Remnants Still Visible
by Marge Piercy

Robins migrate, all schoolchildren
learn but here on the Cape, every
winter a flock forms and stays,
long frigid months after their
compatriots have flown south.

They live deep in the woods on
hips and berries wizened by cold.
Sometimes they appear here
among the feeder birds, one
or two almost outcasts.

Off Alaska when humpback whales
leave in fall as the waters freeze
and the world turns white, heading
for mating grounds off Hawaii
and Mexico, certain whales remain.

What makes a creature stay when
almost all of its kind have moved on?
In burned-out areas of Detroit,
you’ll notice one house still wears
curtains, a bike locked to the porch.

Sometimes in the suburbs among
tract houses with carpets of grass
one farmhouse lurks, maybe even
with a barn.

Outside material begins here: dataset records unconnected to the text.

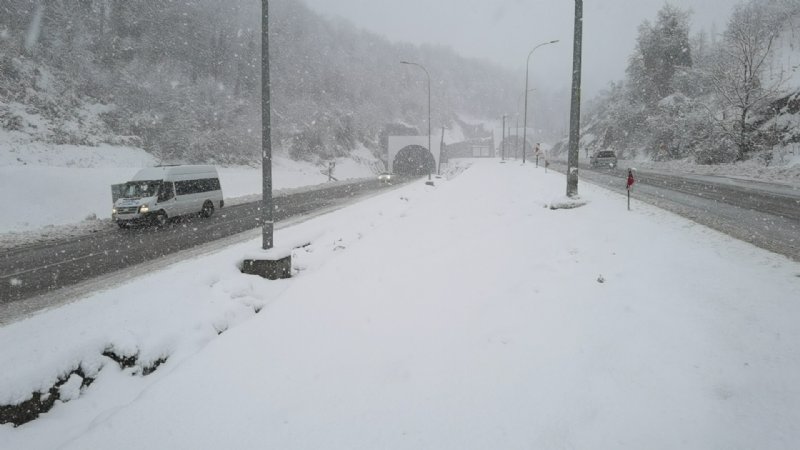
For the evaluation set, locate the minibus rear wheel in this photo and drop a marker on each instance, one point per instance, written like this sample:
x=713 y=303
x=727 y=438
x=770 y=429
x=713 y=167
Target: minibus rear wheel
x=161 y=218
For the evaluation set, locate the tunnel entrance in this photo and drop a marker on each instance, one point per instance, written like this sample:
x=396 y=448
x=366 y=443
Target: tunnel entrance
x=514 y=147
x=414 y=160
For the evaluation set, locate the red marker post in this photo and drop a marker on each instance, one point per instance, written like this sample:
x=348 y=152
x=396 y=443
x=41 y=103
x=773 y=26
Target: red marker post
x=631 y=180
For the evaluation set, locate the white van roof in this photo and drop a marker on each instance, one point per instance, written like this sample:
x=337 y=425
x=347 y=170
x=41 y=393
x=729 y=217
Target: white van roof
x=167 y=172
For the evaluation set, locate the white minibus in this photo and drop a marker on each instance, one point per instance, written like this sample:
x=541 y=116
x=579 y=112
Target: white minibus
x=157 y=194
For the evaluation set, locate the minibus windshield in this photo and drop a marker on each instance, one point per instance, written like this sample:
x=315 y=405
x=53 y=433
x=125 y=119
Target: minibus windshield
x=139 y=189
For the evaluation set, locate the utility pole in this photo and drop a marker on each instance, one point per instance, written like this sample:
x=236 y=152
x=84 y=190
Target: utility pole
x=503 y=142
x=429 y=106
x=267 y=217
x=575 y=109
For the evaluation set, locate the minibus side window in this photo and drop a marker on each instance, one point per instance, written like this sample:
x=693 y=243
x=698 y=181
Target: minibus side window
x=166 y=192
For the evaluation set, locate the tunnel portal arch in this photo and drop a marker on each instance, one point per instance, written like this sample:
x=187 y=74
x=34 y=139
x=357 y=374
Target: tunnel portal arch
x=414 y=160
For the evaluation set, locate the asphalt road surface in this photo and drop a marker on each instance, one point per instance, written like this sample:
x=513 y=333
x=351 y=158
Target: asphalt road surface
x=765 y=215
x=32 y=270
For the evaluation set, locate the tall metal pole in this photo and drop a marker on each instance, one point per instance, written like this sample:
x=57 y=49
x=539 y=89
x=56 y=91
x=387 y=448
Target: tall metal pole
x=575 y=109
x=267 y=217
x=516 y=130
x=429 y=109
x=503 y=142
x=441 y=154
x=525 y=123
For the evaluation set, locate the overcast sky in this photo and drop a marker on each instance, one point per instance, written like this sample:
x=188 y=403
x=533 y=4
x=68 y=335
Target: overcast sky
x=504 y=31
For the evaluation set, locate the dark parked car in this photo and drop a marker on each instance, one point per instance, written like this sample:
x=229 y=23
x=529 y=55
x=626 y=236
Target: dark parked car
x=605 y=158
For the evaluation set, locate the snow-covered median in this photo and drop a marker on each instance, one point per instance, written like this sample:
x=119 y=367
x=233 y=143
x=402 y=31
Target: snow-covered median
x=466 y=315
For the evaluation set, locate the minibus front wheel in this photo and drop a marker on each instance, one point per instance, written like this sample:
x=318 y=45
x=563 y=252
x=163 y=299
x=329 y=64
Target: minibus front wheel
x=208 y=209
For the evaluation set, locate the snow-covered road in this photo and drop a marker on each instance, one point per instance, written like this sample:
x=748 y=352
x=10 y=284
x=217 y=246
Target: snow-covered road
x=466 y=315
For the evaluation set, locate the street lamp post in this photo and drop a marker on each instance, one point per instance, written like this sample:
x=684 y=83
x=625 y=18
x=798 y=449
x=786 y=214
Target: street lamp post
x=267 y=217
x=525 y=122
x=429 y=108
x=516 y=133
x=503 y=148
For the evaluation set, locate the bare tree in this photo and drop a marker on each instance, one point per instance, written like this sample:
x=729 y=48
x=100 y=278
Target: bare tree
x=737 y=74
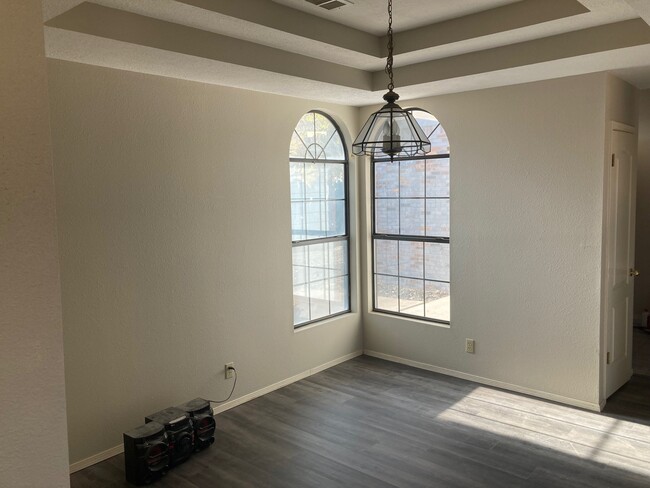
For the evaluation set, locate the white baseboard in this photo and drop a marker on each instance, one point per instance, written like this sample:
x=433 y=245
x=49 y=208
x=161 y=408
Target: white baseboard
x=487 y=381
x=317 y=369
x=113 y=451
x=96 y=458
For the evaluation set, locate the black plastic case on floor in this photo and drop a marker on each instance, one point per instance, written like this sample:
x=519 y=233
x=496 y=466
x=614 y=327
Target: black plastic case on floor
x=146 y=453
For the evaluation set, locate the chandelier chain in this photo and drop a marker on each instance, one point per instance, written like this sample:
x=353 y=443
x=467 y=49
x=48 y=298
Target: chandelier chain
x=389 y=59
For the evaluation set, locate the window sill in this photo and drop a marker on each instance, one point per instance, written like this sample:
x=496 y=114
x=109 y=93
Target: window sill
x=413 y=320
x=322 y=322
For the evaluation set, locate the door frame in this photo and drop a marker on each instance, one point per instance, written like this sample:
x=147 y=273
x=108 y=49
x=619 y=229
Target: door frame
x=612 y=127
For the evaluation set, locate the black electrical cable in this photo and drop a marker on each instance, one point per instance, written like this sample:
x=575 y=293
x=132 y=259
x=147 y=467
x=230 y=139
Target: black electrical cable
x=231 y=391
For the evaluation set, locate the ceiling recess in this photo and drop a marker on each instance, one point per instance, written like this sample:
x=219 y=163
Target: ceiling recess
x=330 y=4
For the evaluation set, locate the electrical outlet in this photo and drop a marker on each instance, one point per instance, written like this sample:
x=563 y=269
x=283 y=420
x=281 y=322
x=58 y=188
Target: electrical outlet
x=229 y=370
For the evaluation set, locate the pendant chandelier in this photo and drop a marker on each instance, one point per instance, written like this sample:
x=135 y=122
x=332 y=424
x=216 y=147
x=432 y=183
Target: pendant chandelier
x=392 y=131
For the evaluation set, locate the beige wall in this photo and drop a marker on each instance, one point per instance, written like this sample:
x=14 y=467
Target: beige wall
x=642 y=283
x=174 y=223
x=526 y=222
x=33 y=445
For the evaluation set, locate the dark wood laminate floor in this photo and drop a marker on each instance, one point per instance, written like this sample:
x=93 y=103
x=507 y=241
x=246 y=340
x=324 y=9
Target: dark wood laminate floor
x=372 y=423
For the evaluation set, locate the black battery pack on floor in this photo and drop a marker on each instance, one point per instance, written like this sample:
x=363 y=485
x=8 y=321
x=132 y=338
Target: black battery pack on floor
x=146 y=453
x=202 y=417
x=180 y=433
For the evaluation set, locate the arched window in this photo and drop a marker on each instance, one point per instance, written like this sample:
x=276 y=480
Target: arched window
x=319 y=220
x=410 y=231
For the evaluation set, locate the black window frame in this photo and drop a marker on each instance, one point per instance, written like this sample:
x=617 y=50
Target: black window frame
x=338 y=238
x=424 y=239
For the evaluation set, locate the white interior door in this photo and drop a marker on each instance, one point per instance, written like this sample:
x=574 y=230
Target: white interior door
x=620 y=270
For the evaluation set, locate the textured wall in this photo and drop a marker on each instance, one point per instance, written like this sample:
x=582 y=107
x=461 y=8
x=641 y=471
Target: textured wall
x=526 y=219
x=642 y=283
x=175 y=229
x=33 y=450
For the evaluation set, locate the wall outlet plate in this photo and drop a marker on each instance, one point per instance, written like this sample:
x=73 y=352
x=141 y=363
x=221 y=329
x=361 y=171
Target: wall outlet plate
x=229 y=372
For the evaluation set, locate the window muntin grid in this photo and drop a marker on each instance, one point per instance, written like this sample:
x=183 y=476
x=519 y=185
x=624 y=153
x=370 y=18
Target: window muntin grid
x=411 y=230
x=319 y=220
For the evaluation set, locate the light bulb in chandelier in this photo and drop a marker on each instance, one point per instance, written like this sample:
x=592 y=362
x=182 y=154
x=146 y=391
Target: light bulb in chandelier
x=391 y=140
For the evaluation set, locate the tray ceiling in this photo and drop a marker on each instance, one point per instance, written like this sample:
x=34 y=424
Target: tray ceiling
x=294 y=48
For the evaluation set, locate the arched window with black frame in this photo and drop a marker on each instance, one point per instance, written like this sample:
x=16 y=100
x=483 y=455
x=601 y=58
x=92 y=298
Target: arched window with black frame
x=319 y=220
x=410 y=230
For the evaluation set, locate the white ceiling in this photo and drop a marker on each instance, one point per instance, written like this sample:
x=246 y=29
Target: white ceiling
x=294 y=48
x=371 y=16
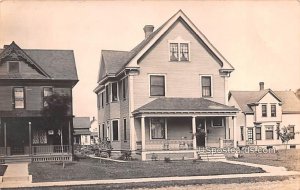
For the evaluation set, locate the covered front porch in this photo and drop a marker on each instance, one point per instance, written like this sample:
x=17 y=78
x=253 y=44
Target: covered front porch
x=32 y=139
x=170 y=131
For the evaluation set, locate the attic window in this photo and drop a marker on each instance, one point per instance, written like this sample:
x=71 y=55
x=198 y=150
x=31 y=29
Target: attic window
x=179 y=50
x=13 y=67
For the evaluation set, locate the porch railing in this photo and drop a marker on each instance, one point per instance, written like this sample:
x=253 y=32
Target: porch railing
x=51 y=149
x=5 y=151
x=167 y=145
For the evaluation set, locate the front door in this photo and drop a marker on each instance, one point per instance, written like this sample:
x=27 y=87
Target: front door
x=200 y=132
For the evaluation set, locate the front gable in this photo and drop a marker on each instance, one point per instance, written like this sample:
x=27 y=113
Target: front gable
x=16 y=64
x=181 y=18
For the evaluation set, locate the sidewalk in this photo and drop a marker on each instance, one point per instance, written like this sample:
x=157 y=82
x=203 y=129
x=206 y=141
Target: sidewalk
x=17 y=172
x=273 y=171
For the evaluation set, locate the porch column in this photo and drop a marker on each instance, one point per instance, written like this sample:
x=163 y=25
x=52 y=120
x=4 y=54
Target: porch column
x=70 y=140
x=143 y=132
x=234 y=131
x=5 y=141
x=194 y=132
x=29 y=131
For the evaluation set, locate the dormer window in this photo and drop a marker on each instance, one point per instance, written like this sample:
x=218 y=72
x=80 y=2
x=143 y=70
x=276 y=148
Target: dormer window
x=13 y=67
x=179 y=50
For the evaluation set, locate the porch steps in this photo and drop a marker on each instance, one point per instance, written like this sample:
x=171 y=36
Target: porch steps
x=205 y=156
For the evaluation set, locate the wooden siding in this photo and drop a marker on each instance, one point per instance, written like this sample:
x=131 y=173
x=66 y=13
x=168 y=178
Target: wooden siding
x=24 y=68
x=182 y=78
x=6 y=101
x=268 y=100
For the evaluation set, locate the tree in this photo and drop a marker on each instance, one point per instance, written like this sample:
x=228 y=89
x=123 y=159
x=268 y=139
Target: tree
x=55 y=112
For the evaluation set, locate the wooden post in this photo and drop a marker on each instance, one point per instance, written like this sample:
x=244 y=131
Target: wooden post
x=194 y=132
x=5 y=143
x=70 y=136
x=143 y=133
x=30 y=146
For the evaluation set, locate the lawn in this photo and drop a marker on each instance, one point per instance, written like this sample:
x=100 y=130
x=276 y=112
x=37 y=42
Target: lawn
x=2 y=169
x=166 y=184
x=92 y=169
x=290 y=160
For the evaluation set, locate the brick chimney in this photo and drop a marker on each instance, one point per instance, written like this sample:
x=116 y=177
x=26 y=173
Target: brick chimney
x=261 y=86
x=148 y=29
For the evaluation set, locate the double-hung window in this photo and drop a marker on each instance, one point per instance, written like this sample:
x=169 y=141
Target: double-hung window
x=13 y=67
x=19 y=101
x=124 y=89
x=269 y=132
x=179 y=51
x=158 y=128
x=258 y=132
x=114 y=92
x=157 y=85
x=47 y=91
x=291 y=129
x=264 y=110
x=273 y=110
x=206 y=83
x=115 y=129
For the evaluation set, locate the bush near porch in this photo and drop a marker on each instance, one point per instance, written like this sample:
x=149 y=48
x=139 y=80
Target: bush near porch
x=289 y=159
x=2 y=169
x=92 y=169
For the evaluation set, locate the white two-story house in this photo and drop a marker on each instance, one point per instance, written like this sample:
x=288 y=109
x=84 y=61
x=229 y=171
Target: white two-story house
x=263 y=113
x=167 y=96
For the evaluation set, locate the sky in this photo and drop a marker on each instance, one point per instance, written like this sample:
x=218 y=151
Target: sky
x=261 y=39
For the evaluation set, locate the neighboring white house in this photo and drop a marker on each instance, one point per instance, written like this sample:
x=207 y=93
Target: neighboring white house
x=262 y=113
x=157 y=98
x=82 y=133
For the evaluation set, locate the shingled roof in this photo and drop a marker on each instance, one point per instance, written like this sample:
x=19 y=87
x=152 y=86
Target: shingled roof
x=114 y=61
x=55 y=64
x=184 y=104
x=290 y=103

I imagine its owner
grey and stubborn, still growing

the best tomatoes for miles, refusing
to plant inedible grass, fighting
neighbors about her chickens,
a rooster who crows at four,
her clothesline a flag of defiance.

Our beautiful back alley clothes lines were removed and discarded by the new landlord in 1996.  Marie and I used to wave at one another on wash days. That weekly neighborly ritual of connection now gone, I hang my hand wash over the bathtub now.

Yesterdays Headlines

The New York Times
 The Daily News

Narcissus Waking
Dormant since Last November they rise to flower for December

Television Nightlight
Sound muted, the caption function gone crazy, Depak Chopra speaks in tongues.
 "The Future of God"

"Not My President"
Listen to a sixteen minute Post Election reflection from Gloria Steinham:


jude said...

and through all this there is growing.

Ms. said...

Yup--living and dying--rising and falling;
simultaneous, synchronistically attuned to
waves, riding wavelengths of everything--O
no wonder everyone I meet seems in a hurry.